By Victoria Hudgins for Law.com
Last month, Mary O’Carroll stepped down from her post as Google’s director of operations, technology and strategy for its legal department to join contract lifecycle management (CLM) software provider Ironclad as its chief community officer.
O’Carroll’s move was a significant acquisition for the legal tech market, given her 13-year tenure in Google’s legal department and her previous role as president of the Corporate Legal Operations Consortium (CLOC). But O’Carroll’s jump to Ironclad also encapsulates the broader trend of legal tech and service providers maturing and turning to legal ops veterans to bring more client insights into their business and development processes.
In the last six months alone, big names in legal ops have exited corporate legal departments to bring their in-house experience to legal tech and service providers. Liberty Mutual vice president and senior corporate counsel Bob Taylor, for example, joined Deloitte Legal Business Services in mid-March. That same month, Taylor’s fellow Liberty Mutual in-house leader, legal department director of innovation Jeff Marple, also exited the insurance company to work for law firm spinoff Keesal Propulsion Labs (KP Labs).
Shortly after in early April, e-discovery tech and services provider Compliance snagged JDX Consulting’s document intelligence practice lead and former BNY Mellon managing counsel Charles Post.
While numerous, the recruitment isn’t surprising, said O’Carroll during a recent interview. “If you’re targeting the legal ops market and that’s your core audience and user base it’s probably wise to have someone that understands their user journey and the desires of those in that role,” O’Carroll noted.
To be sure, the ability to lure and pay corporate legal ops professionals is bolstered by legal tech’s increasingly large outside investments and market share. Still, as funding and clients grow, software companies can be lulled into complacency, said Eric Elfman, CEO and co-founder of enterprise legal management automation platform Onit Inc.
“We are pushing 11 years old—which by General Motors standards is still an infant—that being said, the average software company [at Onit’s age] is starting to approach mediocrity,” Elfman said. “They’re thinking about bottom-line profitability, they’re losing their innovative edge and not experimenting.”
Keeping clients’ needs and perspectives top of mind was the main reasoning behind Onit hiring TIAA’s former chief operations officer and chief of staff Brad Rogers as its vice president of strategy and growth, Elfman added. “With Brad we’re trying to bring the voice of the customer inside of Onit to make sure the ways our customers think and what they value and care about is in our ears everyday,” he said.
To be sure, sales and marketing teams are essential for collecting client insights during the early stages of a legal tech company.
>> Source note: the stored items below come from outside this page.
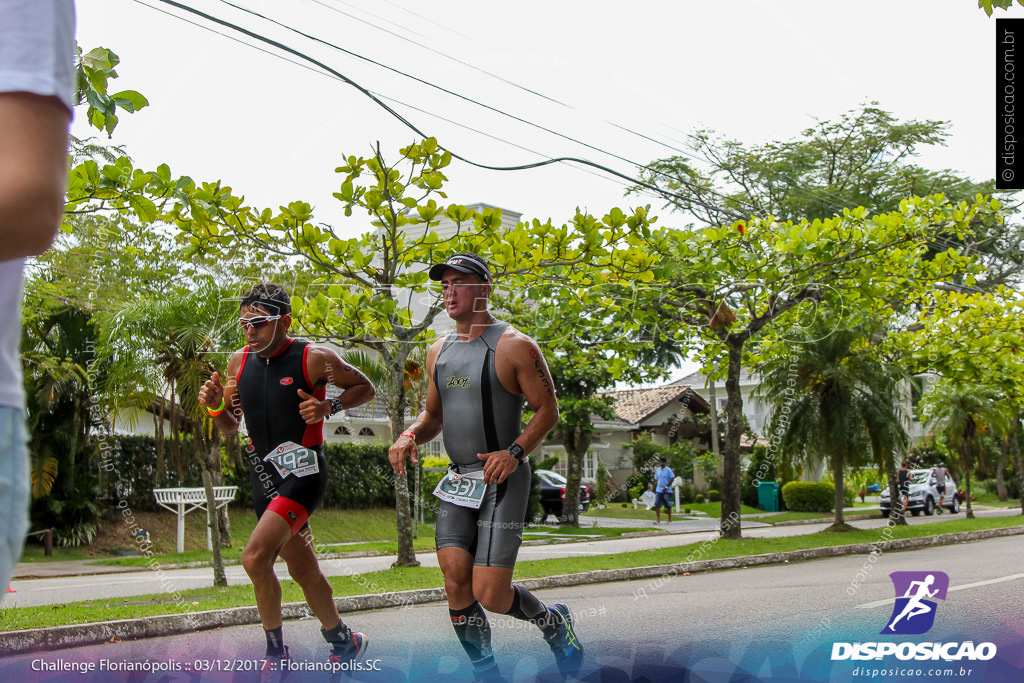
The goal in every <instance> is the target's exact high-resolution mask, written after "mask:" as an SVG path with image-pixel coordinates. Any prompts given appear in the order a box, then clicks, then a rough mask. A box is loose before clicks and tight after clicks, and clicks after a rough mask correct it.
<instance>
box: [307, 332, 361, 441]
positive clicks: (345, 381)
mask: <svg viewBox="0 0 1024 683" xmlns="http://www.w3.org/2000/svg"><path fill="white" fill-rule="evenodd" d="M306 374H307V375H308V376H309V381H310V382H311V383H312V385H313V387H314V388H316V387H321V386H327V385H328V384H333V385H334V386H336V387H338V388H340V389H341V390H342V391H341V395H340V396H338V398H340V399H341V407H342V408H343V409H345V410H348V409H350V408H355V407H356V405H361V404H362V403H365V402H367V401H368V400H370V399H371V398H373V397H374V396H375V395H376V394H377V390H376V389H374V385H373V384H371V383H370V380H368V379H367V377H366V375H364V374H362V373H360V372H359V371H358V370H356V369H355V368H352V367H351V366H350V365H348V364H347V362H345V361H344V360H342V359H341V356H339V355H338V354H337V353H336V352H335V351H333V350H331V349H329V348H326V347H324V346H310V347H309V352H308V353H307V354H306ZM298 391H299V396H301V397H302V398H303V401H302V402H301V403H299V415H301V416H302V419H303V420H305V421H306V424H315V423H317V422H321V421H322V420H324V419H325V418H327V417H328V416H330V415H331V408H332V407H331V401H330V400H319V399H317V398H314V397H313V396H310V395H309V394H307V393H306V392H305V391H303V390H302V389H299V390H298Z"/></svg>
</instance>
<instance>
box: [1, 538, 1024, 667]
mask: <svg viewBox="0 0 1024 683" xmlns="http://www.w3.org/2000/svg"><path fill="white" fill-rule="evenodd" d="M1010 536H1024V526H1008V527H1002V528H993V529H982V530H979V531H961V532H958V533H944V535H941V536H932V537H923V538H918V539H898V540H894V541H884V542H880V543H858V544H854V545H849V546H830V547H826V548H814V549H811V550H795V551H790V552H785V553H768V554H766V555H749V556H745V557H733V558H726V559H719V560H699V559H696V560H693V561H688V562H680V563H678V564H662V565H655V566H645V567H631V568H627V569H598V570H595V571H586V572H583V573H571V574H561V575H558V577H545V578H542V579H524V580H522V581H518V582H516V583H518V584H521V585H522V586H524V587H525V588H528V589H530V590H538V589H546V588H564V587H569V586H584V585H589V584H602V583H608V582H616V581H630V580H636V579H654V578H658V577H662V578H666V577H671V575H676V574H680V573H682V574H685V573H695V572H698V571H713V570H716V569H735V568H742V567H751V566H761V565H766V564H780V563H785V562H795V561H801V560H809V559H818V558H822V557H840V556H844V555H860V554H868V553H870V552H871V551H872V550H878V551H880V552H887V551H897V550H909V549H912V548H924V547H928V546H946V545H952V544H957V543H968V542H972V541H981V540H985V539H998V538H1004V537H1010ZM706 543H714V542H706ZM701 546H703V544H701ZM694 552H696V551H691V553H690V554H691V556H692V555H693V554H694ZM367 587H368V588H374V586H372V585H369V584H368V586H367ZM443 599H444V590H443V589H441V588H430V589H419V590H414V591H400V592H397V593H373V594H369V595H356V596H350V597H344V598H336V599H335V602H336V603H337V604H338V611H340V612H343V613H344V612H353V611H361V610H367V609H384V608H388V607H406V606H411V605H416V604H423V603H427V602H437V601H440V600H443ZM283 612H284V616H285V618H286V620H289V618H300V617H302V616H307V615H308V612H307V610H306V604H305V603H304V602H290V603H287V604H285V605H283ZM250 624H259V614H258V613H257V611H256V607H232V608H229V609H215V610H210V611H202V612H187V613H180V614H169V615H165V616H148V617H144V618H132V620H122V621H118V622H101V623H98V624H82V625H74V626H61V627H53V628H49V629H30V630H25V631H9V632H5V633H3V634H2V636H3V637H2V638H0V656H10V655H13V654H26V653H29V652H38V651H42V650H56V649H63V648H70V647H80V646H84V645H96V644H99V643H104V642H116V641H118V640H135V639H139V638H160V637H164V636H174V635H181V634H185V633H194V632H196V631H204V630H209V629H218V628H222V627H229V626H245V625H250Z"/></svg>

However, some legal tech companies have now set their sights higher by tapping into the direct insights of experienced legal ops professionals, said Rudy DeFelice, co-founder of KP Labs.
“Sales and marketing bring scale and insights and that’s useful but I think the most fundamental [asset] is …vetting ideas, providing insights, helping you craft ideas that’s not necessarily going to lead to more sales tomorrow but long-term you’re better allies to customers,” DeFelice said.
Still, while the influx of legal ops hiring by legal tech providers is spurred by growth ambitions, Ironclad’s O’Carroll noted the timing of these announcements was partially influenced by legal ops’ own maturity.
“Legal ops is very new,” she noted. “To get someone that’s a veteran, we are probably [now] reaching that vintage to have that experience under our belts and to have seen a lot of things.”
O’Carroll added that the executive-level jobs legal ops is securing also highlights additional career opportunities for the emerging field.
“The impact on the industry, in general, is more movement toward a variety of career paths or more options for people in the legal space,” she said. ”Legal has always been a place that it’s very hard to transition from, because there’s not a lot of skills or backgrounds you can easily move into different parts of the organization.”